A clear indicator of the ‘imaginary’ and ‘invisible’ border is the fact that Muslims are now banned from purchasing property in certain areas of the city. A rich Muslim businessman tells the ethnographer that

West Ahmedabad is rich Ahmedabad, it is clean and green – skyscrapers and malls stand proudly … I can afford to live there, but no one will sell me land or an apartment there, because I am a Muslim. The builders have hung notices to keep the Muslim-buyers out

Chatterjee 2009 p. 1009


These two ethnographies highlight the same intersectionalities evident in the Annawadi community, where issues such as ethnicity, gender, caste, language, religion and disability can make the difference between life and death for the slum dwellers.

One need only consider the different circumstances of Manju (Hindu, Maharashtrian, studying for a College degree, beautiful, privileged because of her mother’s political connections, Kunbi caste) and her friend Meena (Hindu, Tamil, denied an education because of her gender, victim of domestic violence, inferior Dalit caste), who commits suicide. The two girls were friends, and both lived in the slum, but faced vastly different realities.

In conclusion, “Behind the Beautiful Forevers” is a heart-rending read that effectively illustrates the plight of people living in Mumbai slums, and how the forces of bordering, ordering and othering are blighting the life chances of many slumdwellers, with devastating consequences.
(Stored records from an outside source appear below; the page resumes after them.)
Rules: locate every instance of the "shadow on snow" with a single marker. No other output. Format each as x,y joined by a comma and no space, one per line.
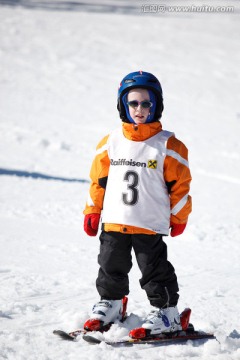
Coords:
37,175
65,5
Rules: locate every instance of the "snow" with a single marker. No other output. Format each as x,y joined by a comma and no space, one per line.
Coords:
61,63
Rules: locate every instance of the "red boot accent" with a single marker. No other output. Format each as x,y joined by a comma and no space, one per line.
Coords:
93,325
184,318
138,333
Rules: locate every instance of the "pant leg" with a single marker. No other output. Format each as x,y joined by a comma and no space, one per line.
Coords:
158,275
115,262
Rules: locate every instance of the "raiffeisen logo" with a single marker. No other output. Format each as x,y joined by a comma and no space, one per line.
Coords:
124,162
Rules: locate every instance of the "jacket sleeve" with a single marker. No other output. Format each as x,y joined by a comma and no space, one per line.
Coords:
178,177
98,176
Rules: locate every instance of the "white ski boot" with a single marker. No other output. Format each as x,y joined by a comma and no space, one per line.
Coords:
104,313
161,321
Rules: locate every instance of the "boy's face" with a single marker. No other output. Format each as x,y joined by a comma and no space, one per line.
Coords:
138,113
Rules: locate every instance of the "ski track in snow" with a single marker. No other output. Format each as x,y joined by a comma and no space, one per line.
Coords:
58,67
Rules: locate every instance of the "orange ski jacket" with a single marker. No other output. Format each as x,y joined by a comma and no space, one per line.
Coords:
176,174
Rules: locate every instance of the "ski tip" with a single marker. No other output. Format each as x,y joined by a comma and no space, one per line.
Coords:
91,339
64,335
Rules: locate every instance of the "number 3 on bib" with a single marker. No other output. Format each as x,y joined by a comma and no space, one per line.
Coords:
131,197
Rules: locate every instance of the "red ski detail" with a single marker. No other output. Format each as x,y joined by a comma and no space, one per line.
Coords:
124,311
185,318
93,325
138,333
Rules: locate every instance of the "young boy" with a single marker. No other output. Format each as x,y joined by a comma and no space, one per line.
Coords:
140,187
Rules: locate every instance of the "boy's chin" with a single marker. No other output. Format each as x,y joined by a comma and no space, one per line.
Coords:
139,121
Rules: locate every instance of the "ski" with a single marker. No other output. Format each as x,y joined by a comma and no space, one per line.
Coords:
72,336
176,338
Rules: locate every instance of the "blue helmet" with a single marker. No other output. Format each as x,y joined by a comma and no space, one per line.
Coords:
144,80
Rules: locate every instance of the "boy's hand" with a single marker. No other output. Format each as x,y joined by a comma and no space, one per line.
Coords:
91,222
177,229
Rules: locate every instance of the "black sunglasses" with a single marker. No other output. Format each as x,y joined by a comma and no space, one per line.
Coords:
145,104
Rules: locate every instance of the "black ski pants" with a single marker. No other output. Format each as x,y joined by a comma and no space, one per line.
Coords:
158,275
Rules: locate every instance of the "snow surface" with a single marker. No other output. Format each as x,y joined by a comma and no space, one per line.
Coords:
60,66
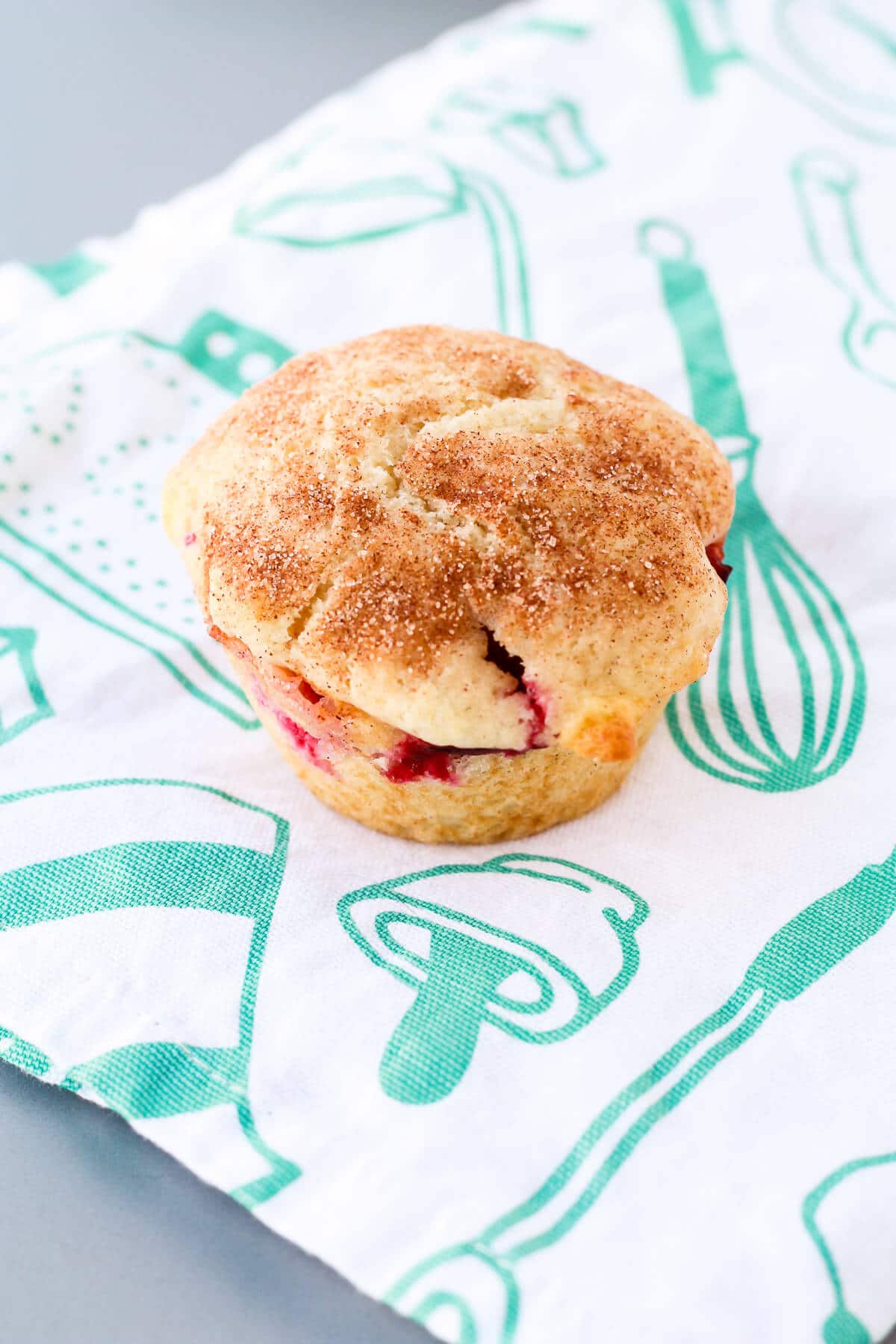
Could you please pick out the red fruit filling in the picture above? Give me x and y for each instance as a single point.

Boo, K. (2012) “Behind the Beautiful Forevers: Life, Death, and Hope in a Mumbai Undercity.” Random House, Inc., New York.

Chatterjee, I. (2009) “Violent morphologies: Landscape, Border and Scale in Ahmedabad Conflict.” Geoforum, vol. 40, no. 6, pp. 1003-1013.

Chaturvedi, S. (2002) “Process of Othering in the case of India and Pakistan”, Tijdschrift voor Economische en Sociale Geografie, vol. 93, no. 2, pp. 149-159.

Geertz, C. (1973) Interpretation of Cultures. New York, Basic Books.

Khosravi, S. (2007) “The ‘illegal’ Traveller: An Auto-ethnography of Borders.” Social Anthropology vol 15, no. 3, pp. 321-334.

Sharma, M. (2022) “Remaking of ethnic-boundaries: identity and religion among Sikhs in the borderland of Poonch, Jammu and Kashmir”, Asian Ethnicity, vol. 23, no. 2, pp. 279-297.

Van Houtum, H. & Van Naerssen, T. (2002) “Bordering, Ordering and Othering”, Tijdschrift voor Economische en Sociale Geografie, vol. 93, no. 2, pp. 125-136.